[Intel-gfx] [RFC] libdrm_intel: Rework BO allocs to avoid rounding up to bucket size

Fri Aug 29 12:45:13 CEST 2014

On 29/08/2014 11:16, Chris Wilson wrote:
> On Fri, Aug 29, 2014 at 11:02:01AM +0100, Arun Siluvery wrote:
>> From: Garry Lancaster <garry.lancaster at intel.com>
>>
>> libdrm includes a scheme where freed buffer objects (BOs)
>> are held in a cache. This allows incoming allocation requests to be
>> serviced by re-using an old BO, instead of requiring a new
>> object to be allocated. This is a performance enhancement.
>> The cache is divided into "buckets". Each bucket holds unused
>> BOs of a pre-determined size. When a BO allocation request is seen,
>> the bucket for BOs of this size or larger is selected. Any BO
>> currently in the bucket will be re-used for the allocation. If the
>> bucket was empty, a new BO is created. However, the BO is created
>> with the size determined by the selected bucket (i.e. the size is
>> rounded up to the bucket size), rather than being created with the
>> originally requested size. This is so that when the BO is freed,
>> it can be released into the bucket and re-used by any other allocation
>> which selects the same bucket.
>>
>> Depending upon the size of the allocation, this rounding up can
>> result in a significant wastage of memory when allocating a BO. For
>> example, a BO request just over 132K allocated during GLES context
>> creation was rounded up to the next bucket size of 160K. Such wastage
>> can be critical on devices with low memory.
>>
>> This commit reworks the BO allocation code. On a BO allocation request,
>> if the selected bucket contains any BOs, each of them is checked to
>> see if any is large enough to fulfill the allocation request. If not,
>> a new BO is created, but (due to the new check) it is no longer
>> necessary to round up its size to match the size determined by the
>> selected bucket.
>>
>> So, previously, buckets contained BOs that were all the same size. But now
>> the BOs in a bucket can be different sizes: in the range from the size of the
>> next smaller, nominal, bucket size to the current, nominal, bucket size.
>>
>> On a 1GB system, the following reductions in BO memory usage were seen:
>>
>> BaseMark X 1.0:                324.4MB -> 306.0MB (-18.4MB;  5.7% saving)
>> BaseMark X 1.1 Medium Quality: 206.9MB -> 201.2MB (- 5.7MB;  2.8% saving)
>> GFXBench 3.0 TRex:             216.6MB -> 200.0MB (-16.6MB;  8.3% saving)
>> GFXBench 3.0 Manhattan:        281.4MB -> 246.8MB (-34.6MB; 12.3% saving)
>>
>> No performance change was seen on BaseMarkX. GFXBench 3.0 showed small
>> performance increases (~0.5fps on Manhattan, ~1-2fps on TRex) which may be
>> due to reduced activity of the OOM killer.
>
> The principle for rounding up was to increase the cache hit rate and
> thereby reduce allocations. Might be interesting to know whether the
> number of bo allocated also changes. If not, the argument is that the
> working set is pretty stable and has a natural set of sizes which it
> reuses. A counter example might then be uxa, glamor, compositors which
> off-the-top-of-my-head would have more variable object sizes.
>
> Reducing the impact of thrashing should itself be measurable, and a
> useful statistic to track.
>
> As a corollary to exact allocations, you can then reduce the number of
> buckets again (the number was increased to allow finer-grained
> allocations). Again, it is hard to judge whether handing back larger
> objects will lead to memory wastage. So yet another statistic to track
> is requested versus allocated memory sizes.
>
Reducing number of buckets would lead to more wastage of memory right?

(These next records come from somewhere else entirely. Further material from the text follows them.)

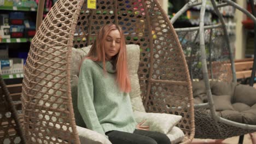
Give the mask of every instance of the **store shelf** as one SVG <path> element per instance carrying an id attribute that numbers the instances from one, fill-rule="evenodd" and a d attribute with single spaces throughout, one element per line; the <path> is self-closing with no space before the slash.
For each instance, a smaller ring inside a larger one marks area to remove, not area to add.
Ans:
<path id="1" fill-rule="evenodd" d="M 0 43 L 27 43 L 31 42 L 32 38 L 10 38 L 10 39 L 2 39 Z"/>
<path id="2" fill-rule="evenodd" d="M 16 78 L 22 78 L 24 76 L 24 75 L 22 73 L 2 75 L 2 77 L 3 77 L 3 79 L 16 79 Z"/>
<path id="3" fill-rule="evenodd" d="M 0 6 L 0 10 L 14 10 L 14 11 L 36 11 L 37 10 L 37 8 L 27 8 L 27 7 L 17 7 L 13 6 Z M 49 11 L 48 9 L 44 9 L 44 11 Z"/>

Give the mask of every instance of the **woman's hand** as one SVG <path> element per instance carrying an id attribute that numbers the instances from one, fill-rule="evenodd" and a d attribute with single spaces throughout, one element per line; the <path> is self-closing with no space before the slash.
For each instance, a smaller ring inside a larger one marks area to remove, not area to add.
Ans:
<path id="1" fill-rule="evenodd" d="M 146 120 L 138 123 L 136 125 L 136 129 L 139 130 L 149 130 L 149 126 L 142 126 L 142 125 L 146 122 Z"/>

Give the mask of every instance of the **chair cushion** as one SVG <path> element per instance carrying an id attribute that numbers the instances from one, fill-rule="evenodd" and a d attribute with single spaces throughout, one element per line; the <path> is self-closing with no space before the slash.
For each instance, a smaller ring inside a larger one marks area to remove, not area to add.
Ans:
<path id="1" fill-rule="evenodd" d="M 165 134 L 167 134 L 182 118 L 182 116 L 175 115 L 146 113 L 137 111 L 134 112 L 134 117 L 137 123 L 146 120 L 142 125 L 149 126 L 149 130 Z"/>
<path id="2" fill-rule="evenodd" d="M 236 83 L 211 81 L 210 86 L 211 91 L 213 94 L 216 95 L 230 95 L 231 99 L 234 94 Z"/>
<path id="3" fill-rule="evenodd" d="M 195 103 L 206 102 L 202 97 L 205 92 L 203 82 L 192 84 Z M 220 116 L 238 123 L 256 124 L 256 89 L 219 81 L 211 81 L 210 86 L 215 108 Z"/>
<path id="4" fill-rule="evenodd" d="M 234 94 L 235 103 L 242 103 L 252 106 L 256 104 L 256 89 L 249 86 L 238 85 Z"/>
<path id="5" fill-rule="evenodd" d="M 215 95 L 213 94 L 212 98 L 216 111 L 234 110 L 230 102 L 230 95 Z"/>
<path id="6" fill-rule="evenodd" d="M 111 144 L 103 135 L 91 130 L 77 126 L 81 144 Z"/>

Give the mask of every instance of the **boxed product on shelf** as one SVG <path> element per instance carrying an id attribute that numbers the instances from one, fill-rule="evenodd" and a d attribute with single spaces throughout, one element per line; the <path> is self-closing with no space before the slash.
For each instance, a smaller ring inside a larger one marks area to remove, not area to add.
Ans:
<path id="1" fill-rule="evenodd" d="M 10 26 L 1 26 L 0 28 L 0 36 L 1 39 L 9 39 Z"/>
<path id="2" fill-rule="evenodd" d="M 0 59 L 5 59 L 9 58 L 9 46 L 6 44 L 0 45 Z"/>
<path id="3" fill-rule="evenodd" d="M 0 5 L 10 6 L 13 5 L 13 0 L 0 0 Z"/>
<path id="4" fill-rule="evenodd" d="M 24 25 L 10 25 L 10 32 L 11 38 L 24 37 L 25 26 Z"/>
<path id="5" fill-rule="evenodd" d="M 0 73 L 2 75 L 9 75 L 23 73 L 24 59 L 22 58 L 14 58 L 8 59 L 8 61 L 10 63 L 9 67 L 6 66 L 1 68 Z"/>
<path id="6" fill-rule="evenodd" d="M 33 37 L 36 34 L 36 25 L 31 21 L 25 20 L 25 33 L 26 37 Z"/>
<path id="7" fill-rule="evenodd" d="M 0 14 L 0 25 L 8 26 L 9 25 L 9 15 L 8 14 Z"/>
<path id="8" fill-rule="evenodd" d="M 23 12 L 10 12 L 9 14 L 10 25 L 23 25 L 25 14 Z"/>
<path id="9" fill-rule="evenodd" d="M 34 1 L 15 0 L 13 2 L 13 6 L 24 8 L 37 8 L 37 4 Z"/>
<path id="10" fill-rule="evenodd" d="M 3 67 L 11 67 L 13 61 L 12 59 L 0 59 L 0 69 Z"/>
<path id="11" fill-rule="evenodd" d="M 0 36 L 1 39 L 9 39 L 10 26 L 1 26 L 0 28 Z"/>

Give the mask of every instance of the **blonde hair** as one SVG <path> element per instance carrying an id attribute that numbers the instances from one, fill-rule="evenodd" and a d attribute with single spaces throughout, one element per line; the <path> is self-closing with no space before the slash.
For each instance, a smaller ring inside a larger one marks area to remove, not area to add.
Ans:
<path id="1" fill-rule="evenodd" d="M 114 24 L 108 24 L 102 27 L 97 35 L 96 39 L 91 46 L 88 55 L 85 59 L 90 59 L 94 61 L 102 62 L 103 71 L 106 72 L 105 62 L 104 39 L 112 31 L 118 29 L 121 36 L 119 52 L 112 58 L 114 67 L 117 70 L 117 82 L 121 91 L 131 91 L 131 82 L 128 76 L 126 60 L 126 46 L 124 35 L 121 28 Z"/>

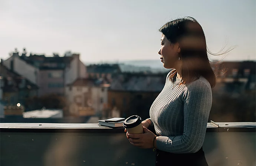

The current bucket sizes are,
Bucket[0]: 4K
Bucket[1]: 8K
Bucket[2]: 12K
Bucket[3]: 16K
Bucket[4]: 20K
Bucket[5]: 24K
Bucket[6]: 28K
Bucket[7]: 32K
Bucket[8]: 40K
Bucket[9]: 48K
Bucket[10]: 56K
Bucket[11]: 64K
Bucket[12]: 80K
Bucket[13]: 96K
Bucket[14]: 112K
Bucket[15]: 128K
Bucket[16]: 160K
Bucket[17]: 192K
Bucket[18]: 224K
Bucket[19]: 256K
...
...

If there are more objects with size 132K we would end up allocating 
160K. We can track requested vs allocated but that depends on the 
application and usage, what would be the best measure to track this? I 
mean we measure over a given time or any other criteria?

> Also it is important to state what type of system you are measuring the
> impact of allocations for -- the behaviour of a cache miss is
> dramatically different between LLC and non-LLC systems.

The current data is from a non-LLC system.

regards
Arun

> -Chris
>